The Cardinall’s Musick
The Gramophone Award-winning Cardinall’s Musick has recorded all of Byrd’s Latin church music. Founded in 1989, they are primarily a vocal group embracing a wide range of styles and periods: from complete reconstructions of historical events to world premieres of commissioned music. On this occasion, Andrew Carwood directs an ensemble of ten singers and an organist in some of Byrd’s Anglican music and psalm settings, now, in English.

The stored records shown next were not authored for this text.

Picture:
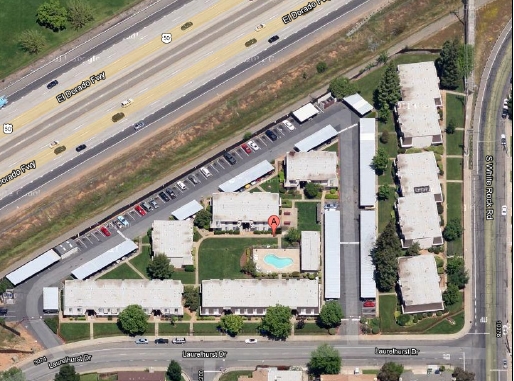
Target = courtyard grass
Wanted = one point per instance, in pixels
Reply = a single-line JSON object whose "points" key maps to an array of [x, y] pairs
{"points": [[218, 258], [71, 332], [455, 143], [454, 168], [123, 271], [307, 216]]}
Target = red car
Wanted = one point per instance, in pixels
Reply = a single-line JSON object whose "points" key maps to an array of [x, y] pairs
{"points": [[140, 210], [246, 148], [105, 231]]}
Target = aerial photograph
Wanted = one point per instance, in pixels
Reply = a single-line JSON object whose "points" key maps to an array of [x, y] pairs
{"points": [[256, 190]]}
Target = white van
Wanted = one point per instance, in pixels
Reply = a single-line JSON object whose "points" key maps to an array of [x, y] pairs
{"points": [[126, 103], [205, 172], [181, 185]]}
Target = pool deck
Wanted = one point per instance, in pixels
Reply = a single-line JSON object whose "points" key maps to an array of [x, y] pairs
{"points": [[263, 267]]}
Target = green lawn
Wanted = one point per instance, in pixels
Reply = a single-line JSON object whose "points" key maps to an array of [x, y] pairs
{"points": [[307, 216], [455, 109], [218, 258], [17, 17], [141, 261], [455, 143], [177, 328], [74, 331], [453, 168], [123, 271]]}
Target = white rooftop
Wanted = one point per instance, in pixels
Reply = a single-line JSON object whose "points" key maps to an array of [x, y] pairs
{"points": [[247, 177], [358, 103], [310, 251], [419, 82], [257, 293], [188, 210], [418, 173], [104, 260], [316, 139], [175, 240], [419, 282], [244, 206], [312, 166]]}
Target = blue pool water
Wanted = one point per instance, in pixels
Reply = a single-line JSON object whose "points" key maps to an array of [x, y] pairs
{"points": [[278, 262]]}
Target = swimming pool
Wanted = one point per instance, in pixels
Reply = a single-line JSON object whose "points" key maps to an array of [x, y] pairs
{"points": [[278, 262]]}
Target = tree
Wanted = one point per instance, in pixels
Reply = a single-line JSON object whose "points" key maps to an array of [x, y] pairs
{"points": [[160, 267], [384, 191], [52, 14], [277, 322], [457, 273], [448, 66], [451, 295], [321, 67], [380, 161], [293, 235], [67, 373], [312, 189], [232, 324], [462, 375], [32, 41], [174, 371], [413, 250], [191, 298], [390, 371], [203, 219], [13, 374], [453, 229], [342, 87], [450, 129], [79, 13], [331, 314], [325, 360], [133, 319]]}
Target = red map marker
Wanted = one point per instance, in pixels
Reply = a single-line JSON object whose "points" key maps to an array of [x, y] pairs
{"points": [[274, 223]]}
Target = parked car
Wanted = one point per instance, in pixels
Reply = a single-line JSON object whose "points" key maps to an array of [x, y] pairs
{"points": [[140, 210], [231, 159], [105, 231], [254, 145], [164, 197], [245, 147], [270, 134], [123, 221], [52, 84]]}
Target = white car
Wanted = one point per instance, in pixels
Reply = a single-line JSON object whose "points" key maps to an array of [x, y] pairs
{"points": [[254, 145], [288, 125]]}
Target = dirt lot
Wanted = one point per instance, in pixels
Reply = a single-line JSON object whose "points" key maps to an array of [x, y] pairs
{"points": [[190, 138]]}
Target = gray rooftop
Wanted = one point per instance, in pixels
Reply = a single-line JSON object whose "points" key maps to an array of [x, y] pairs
{"points": [[33, 267], [419, 281], [417, 171], [419, 82], [367, 177], [247, 177], [104, 260], [310, 251], [311, 166], [244, 207], [260, 293], [316, 139], [175, 240], [358, 103]]}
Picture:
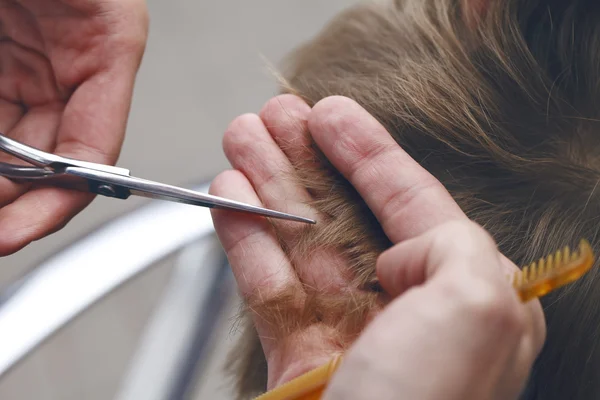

Among his many other accomplishments, Carwood is the first non-organist since the 12th century to hold the post of Music Director of St. Paul’s Cathedral in London. (It is probably worth noting that in the 12th c. St. Paul’s was a completely different building and probably had no organ!) Carwood is a singer who has worked for many years within the English choral tradition, from his days as a choral scholar at St. John’s College, Cambridge, then as a lay clerk at Christ Church, Oxford, and Westminster Cathedral.
English Choral Tradition
The influence of his own experience on the sound of The Cardinall’s Musick will be obvious to those who are familiar with the English choral tradition, especially in the sound of the treble and alto voices. The treble part is sung by female sopranos, but their vocal color calls to mind the voices of boys. Male and female altos are employed for the alto parts, once again singing in a pure, largely non-vibrato style that is favored by most English choral institutions.
The Great Service
Most of Byrd’s Anglican service music probably dates from his first known employment as Master of the Choristers at Lincoln Cathedral from 1563-1572. It is mostly simple in style and short in length, as required by the authorities. The Great Service is neither simple nor short, and its lavish scoring in ten parts would have made it impossible for many choirs to perform. Carwood speculates that the Great Service may have been a farewell to Byrd’s colleagues in the Chapel Royal when he finally left London to go to Essex, where he spent the rest of his life under the patronage of the Petre family based at Ingatestone Hall. Of course, the Chapel Royal would have had enough very skilled singers to be able to perform this intricate polyphony.
Psalms, Songs and Sonnets
Those who are familiar with Byrd’s instrumental music of five and six parts will recognize his contrapuntal virtuosity and sophistication in this splendid music. By way of contrast, Byrd’s setting of part of Psalm 126, a piece entitled Turn our captivity, O Lord, contains lots of rhythmic interest and variety but not nearly as complex as the Te Deum.
This is certainly spiritual music, but it’s not liturgical. It was published in Byrd’s Psalms, Sonnet and Songes of 1611 and was probably intended for domestic performance.